August is National Breast-feeding Month, and Asheville abounds with breast-feeding services for new and expectant mothers. Kimberly Rush, an Asheville lactation consultant, mentions some of the many resources: “We have La Leche League, breast-feeding support groups and many other ways to support and provide information.” Cheryl Orengo, director and educator at Start from Seed, notes that Mission Hospital is designated as “baby-friendly,” which means that new moms don’t go home with formula; they all have a lactation consultant visit them after birth.
“Prevention is key,” says Jen Chandlee, lactation and childbirth educator at Homegrown Babies. “And prenatal breast-feeding education is one of the best things a woman can do to ensure breast-feeding success and prevent many of the challenges that can arise.”
“Breast-feeding is a preventive health care measure,” says Rush, who offers breast-feeding services to biological as well as adoptive mothers. Under President Barack Obama’s Affordable Care Act, women’s health, which includes breast-feeding, is considered preventive care, which makes it possible for lactation consultants like Rush to offer services that are covered by insurance.
“In my practice, I provide information and support feeding goals,” she says. “I see all the families within 24 hours of contact because I know they are struggling. Ideally, I like to make contact before conception to provide resources.”
Beyond the benefits for the baby, Chandlee says, breast-feeding can boost a new mother’s postpartum mood with supportive hormones and help establish early bonding.
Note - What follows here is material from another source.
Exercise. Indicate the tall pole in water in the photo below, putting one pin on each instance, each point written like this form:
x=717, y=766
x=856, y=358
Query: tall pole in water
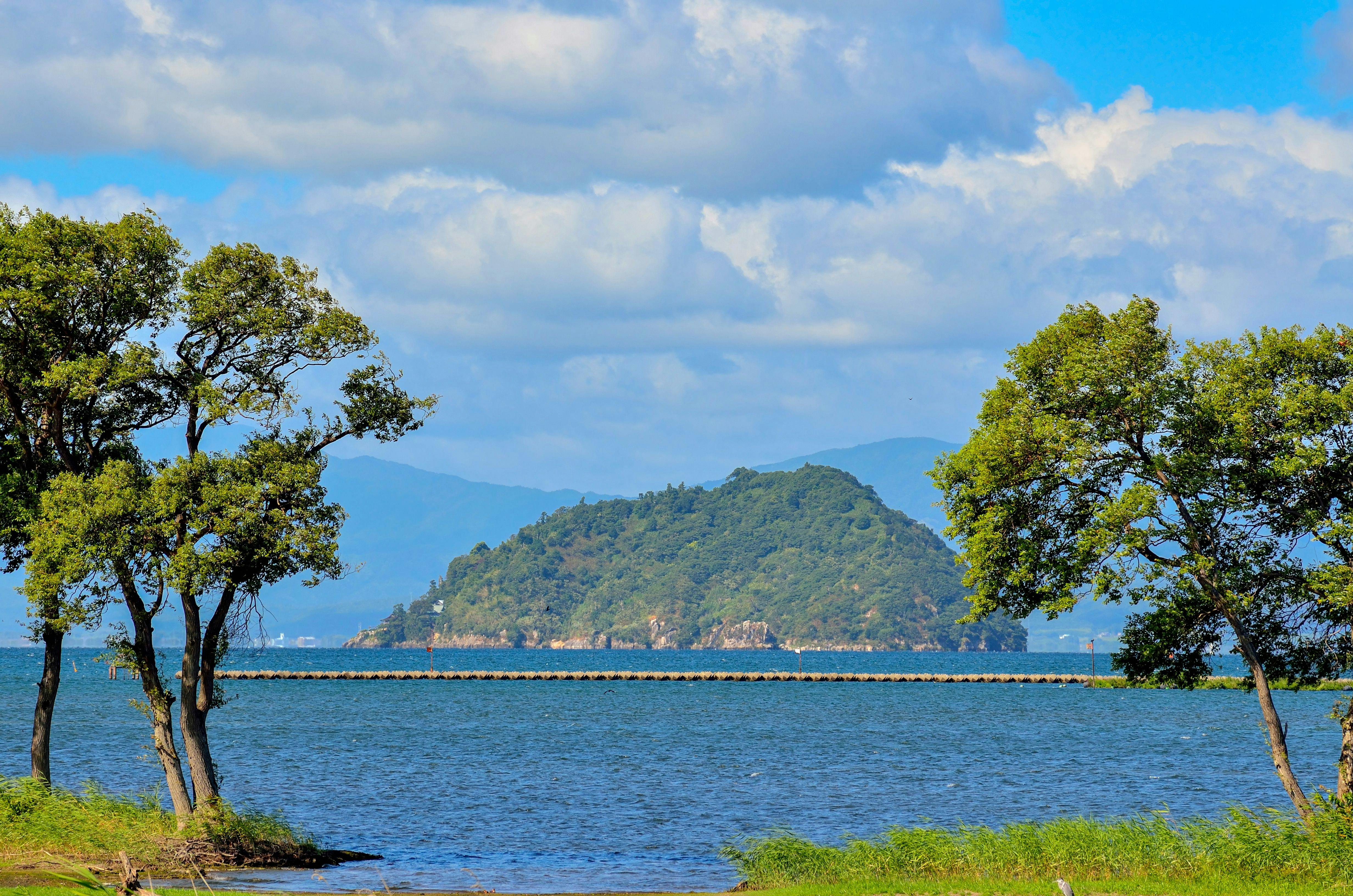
x=432, y=638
While research shows that breastfeeding is beneficial for both mother and baby, many women have difficulty with the process, and some need to bottle-feed instead.
In 2011 the surgeon general, Regina Benjamin, endorsed breast-feeding, citing its beneficial properties. She noted that breast milk “is a live substance with unparalleled immunological and anti-inflammatory properties that protect against a host of illnesses and diseases for both mothers and children.” Subsequently, August was declared National Breast-feeding Month by the U.S. Breast-feeding Committee.
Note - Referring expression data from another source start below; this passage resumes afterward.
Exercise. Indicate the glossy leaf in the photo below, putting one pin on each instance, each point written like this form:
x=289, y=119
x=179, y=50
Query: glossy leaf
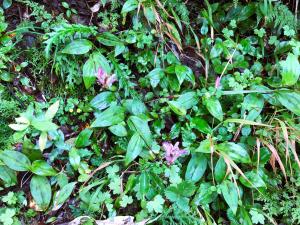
x=42, y=168
x=214, y=107
x=230, y=195
x=109, y=117
x=78, y=47
x=196, y=167
x=234, y=151
x=40, y=190
x=15, y=160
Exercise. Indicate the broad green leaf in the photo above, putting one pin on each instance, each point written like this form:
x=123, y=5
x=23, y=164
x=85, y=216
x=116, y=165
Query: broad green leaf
x=15, y=160
x=201, y=125
x=18, y=127
x=135, y=106
x=141, y=127
x=177, y=108
x=230, y=195
x=103, y=100
x=118, y=130
x=43, y=141
x=184, y=73
x=234, y=151
x=74, y=158
x=109, y=39
x=196, y=167
x=52, y=110
x=134, y=148
x=254, y=180
x=62, y=195
x=8, y=176
x=290, y=70
x=220, y=170
x=78, y=47
x=6, y=4
x=42, y=168
x=109, y=117
x=188, y=100
x=205, y=194
x=91, y=66
x=155, y=76
x=83, y=139
x=156, y=205
x=150, y=14
x=214, y=107
x=290, y=100
x=41, y=192
x=204, y=146
x=43, y=124
x=129, y=6
x=180, y=194
x=144, y=185
x=252, y=106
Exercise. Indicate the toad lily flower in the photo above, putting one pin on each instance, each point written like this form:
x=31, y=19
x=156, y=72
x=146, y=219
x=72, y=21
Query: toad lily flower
x=104, y=79
x=172, y=152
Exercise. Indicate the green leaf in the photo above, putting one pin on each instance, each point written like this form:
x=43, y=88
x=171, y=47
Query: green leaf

In Asheville, women who do not breast-feed may encounter judgment by their peers, says Orengo. “Living in Asheville, it’s difficult for women who have had to stop breast-feeding,” she explains. “People look down on you if you are giving your baby a bottle, but in the group classes at Start From Seed, we are nonjudgmental. They are good moms; it doesn’t mean women are not if they are not breast-feeding.” Start from Seed offers a breastfeeding class taught by Chalayne Love, formerly an educator at Mission Hospital, who had experience breast-feeding twins.
Rush noted that a few weeks ago there was an issue in Hendersonville when a mother was breastfeeding her 8-month-old in the courtroom, and the judge asked her to leave.
To counter such bias against public breast-feeding, the Global Big Latch On, held at West Asheville Park on Aug. 6, drew new moms to breast-feed together and offer one another peer support.
Chandlee supports public breast-feeding as a way of changing behaviors. “For several generations, we rarely saw women breast-feeding,” she says. “It is imperative that we normalize it, as breast-feeding is a learned behavior for women, even though it is instinctive to babies. Seeing women breast-feeding in social settings encourages others to make the same choice and increases the chances of success.”